Here's the U.K.'s Gelogical Society, however, on the evidence of periods of global warming in the earth's history (and it goes back further than the terrible winter of '09):
The last century has seen a rapidly growing global population and much more intensive use of resources, leading to greatly increased emissions of gases, such as carbon dioxide and methane, from the burning of fossil fuels (oil, gas and coal), and from agriculture, cement production and deforestation. Evidence from the geological record is consistent with the physics that shows that adding large amounts of carbon dioxide to the atmosphere warms the world and may lead to: higher sea levels and flooding of low-lying coasts; greatly changed patterns of rainfall2; increased acidity of the oceans 3,4,5,6; and decreased oxygen levels in seawater7,8,9
There is now widespread concern that the Earth’s climate will warm further, not only because of the lingering effects of the added carbon already in the system, but also because of further additions as human population continues to grow. Life on Earth has survived large climate changes in the past, but extinctions and major redistribution of species have been associated with many of them. When the human population was small and nomadic, a rise in sea level of a few metres would have had very little effect on Homo sapiens. With the current and growing global population, much of which is concentrated in coastal cities, such a rise in sea level would have a drastic effect on our complex society, especially if the climate were to change as suddenly as it has at times in the past. Equally, it seems likely that as warming continues some areas may experience less precipitation leading to drought. With both rising seas and increasing drought, pressure for human migration could result on a large scale.
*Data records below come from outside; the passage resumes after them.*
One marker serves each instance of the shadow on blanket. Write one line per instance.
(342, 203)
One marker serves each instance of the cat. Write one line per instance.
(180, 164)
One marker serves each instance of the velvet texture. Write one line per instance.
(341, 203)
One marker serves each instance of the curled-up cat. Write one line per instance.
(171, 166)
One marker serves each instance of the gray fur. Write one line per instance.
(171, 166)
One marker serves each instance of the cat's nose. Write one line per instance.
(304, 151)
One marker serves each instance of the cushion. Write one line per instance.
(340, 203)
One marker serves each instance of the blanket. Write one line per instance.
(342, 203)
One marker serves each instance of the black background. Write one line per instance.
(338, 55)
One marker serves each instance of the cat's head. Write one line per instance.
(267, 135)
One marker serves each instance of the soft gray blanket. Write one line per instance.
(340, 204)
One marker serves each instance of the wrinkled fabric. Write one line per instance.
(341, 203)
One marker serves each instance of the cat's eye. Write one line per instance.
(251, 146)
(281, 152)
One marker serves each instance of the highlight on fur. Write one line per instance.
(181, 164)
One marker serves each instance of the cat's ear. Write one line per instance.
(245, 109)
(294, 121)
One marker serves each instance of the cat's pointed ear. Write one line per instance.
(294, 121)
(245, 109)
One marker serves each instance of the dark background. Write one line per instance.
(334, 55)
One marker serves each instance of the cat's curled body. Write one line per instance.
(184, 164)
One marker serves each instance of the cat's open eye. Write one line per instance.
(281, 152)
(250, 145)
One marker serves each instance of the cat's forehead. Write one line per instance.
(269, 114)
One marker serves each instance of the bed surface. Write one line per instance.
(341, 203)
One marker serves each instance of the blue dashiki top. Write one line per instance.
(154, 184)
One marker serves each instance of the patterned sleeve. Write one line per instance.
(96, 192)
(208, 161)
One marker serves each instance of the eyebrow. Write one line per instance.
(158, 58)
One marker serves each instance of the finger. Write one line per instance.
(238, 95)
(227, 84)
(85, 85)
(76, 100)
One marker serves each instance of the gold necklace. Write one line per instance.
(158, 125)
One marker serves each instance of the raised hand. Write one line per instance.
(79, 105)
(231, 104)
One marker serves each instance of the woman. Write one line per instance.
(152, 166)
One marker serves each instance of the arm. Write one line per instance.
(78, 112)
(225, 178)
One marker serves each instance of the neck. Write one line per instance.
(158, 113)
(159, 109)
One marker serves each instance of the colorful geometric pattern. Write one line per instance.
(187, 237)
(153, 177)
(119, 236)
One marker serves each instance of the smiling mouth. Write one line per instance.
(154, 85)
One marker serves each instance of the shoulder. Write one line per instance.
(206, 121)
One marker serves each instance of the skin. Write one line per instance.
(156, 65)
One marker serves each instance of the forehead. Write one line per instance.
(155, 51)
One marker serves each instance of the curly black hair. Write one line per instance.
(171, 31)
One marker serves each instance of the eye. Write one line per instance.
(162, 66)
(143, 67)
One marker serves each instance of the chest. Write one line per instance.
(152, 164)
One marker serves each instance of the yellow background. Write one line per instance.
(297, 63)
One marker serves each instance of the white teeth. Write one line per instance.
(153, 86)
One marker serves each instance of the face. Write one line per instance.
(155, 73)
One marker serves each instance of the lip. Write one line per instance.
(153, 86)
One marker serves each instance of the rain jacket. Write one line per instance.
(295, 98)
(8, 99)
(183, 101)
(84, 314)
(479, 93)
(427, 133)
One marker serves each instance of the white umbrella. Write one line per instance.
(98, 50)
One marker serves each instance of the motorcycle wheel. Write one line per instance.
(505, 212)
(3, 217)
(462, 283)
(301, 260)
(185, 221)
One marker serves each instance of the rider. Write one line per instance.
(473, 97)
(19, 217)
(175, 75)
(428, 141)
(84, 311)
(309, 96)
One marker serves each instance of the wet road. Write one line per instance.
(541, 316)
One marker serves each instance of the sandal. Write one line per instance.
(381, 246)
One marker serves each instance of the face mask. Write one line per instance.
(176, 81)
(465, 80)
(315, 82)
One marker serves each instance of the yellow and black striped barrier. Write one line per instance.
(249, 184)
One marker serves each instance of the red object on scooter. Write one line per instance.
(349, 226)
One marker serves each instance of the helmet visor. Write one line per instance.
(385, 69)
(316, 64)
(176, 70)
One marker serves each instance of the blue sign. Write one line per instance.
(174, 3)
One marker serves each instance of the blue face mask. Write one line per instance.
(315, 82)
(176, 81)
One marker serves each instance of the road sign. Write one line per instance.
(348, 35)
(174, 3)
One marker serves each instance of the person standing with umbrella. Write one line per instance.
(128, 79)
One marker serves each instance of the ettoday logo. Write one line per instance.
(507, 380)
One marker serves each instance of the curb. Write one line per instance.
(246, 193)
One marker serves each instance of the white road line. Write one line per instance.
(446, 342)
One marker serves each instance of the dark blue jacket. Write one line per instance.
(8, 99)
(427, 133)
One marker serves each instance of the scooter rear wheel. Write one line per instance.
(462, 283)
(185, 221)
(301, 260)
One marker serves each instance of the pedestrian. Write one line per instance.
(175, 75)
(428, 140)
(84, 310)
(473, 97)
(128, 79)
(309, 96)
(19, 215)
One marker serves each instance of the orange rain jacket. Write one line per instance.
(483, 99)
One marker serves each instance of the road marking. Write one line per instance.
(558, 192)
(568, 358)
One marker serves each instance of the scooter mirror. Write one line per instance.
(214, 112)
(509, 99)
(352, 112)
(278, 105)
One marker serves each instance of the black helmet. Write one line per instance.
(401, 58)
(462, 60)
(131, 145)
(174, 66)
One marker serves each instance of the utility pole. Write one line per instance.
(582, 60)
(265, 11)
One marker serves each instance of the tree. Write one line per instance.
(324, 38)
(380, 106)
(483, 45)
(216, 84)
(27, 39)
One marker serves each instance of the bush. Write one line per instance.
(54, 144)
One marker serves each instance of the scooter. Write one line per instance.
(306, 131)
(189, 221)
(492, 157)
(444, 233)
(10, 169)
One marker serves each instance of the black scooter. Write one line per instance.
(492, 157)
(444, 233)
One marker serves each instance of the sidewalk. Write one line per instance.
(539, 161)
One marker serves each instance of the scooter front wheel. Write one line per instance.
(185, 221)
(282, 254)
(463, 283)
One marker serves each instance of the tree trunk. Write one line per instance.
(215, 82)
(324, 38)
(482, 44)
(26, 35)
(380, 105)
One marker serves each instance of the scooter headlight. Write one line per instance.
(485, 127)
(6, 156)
Here's how the Society knows this:
Evidence for climate change is preserved in a wide range of geological settings, including marine and lake sediments, ice sheets, fossil corals, stalagmites and fossil tree rings. Advances in field observation, laboratory techniques and numerical modelling allow geoscientists to show, with increasing confidence, how and why climate has changed in the past. For example, cores drilled through the ice sheets yield a record of polar temperatures and atmospheric composition ranging back to 120,000 years in Greenland and 800,000 years in Antarctica. Oceanic sediments preserve a record reaching back tens of millions of years, and older sedimentary rocks extend the record to hundreds of millions of years. This vital baseline of knowledge about the past provides the context for estimating likely changes in the future.
 But it's not in the Farmer's Almanac, so Jason probably missed it.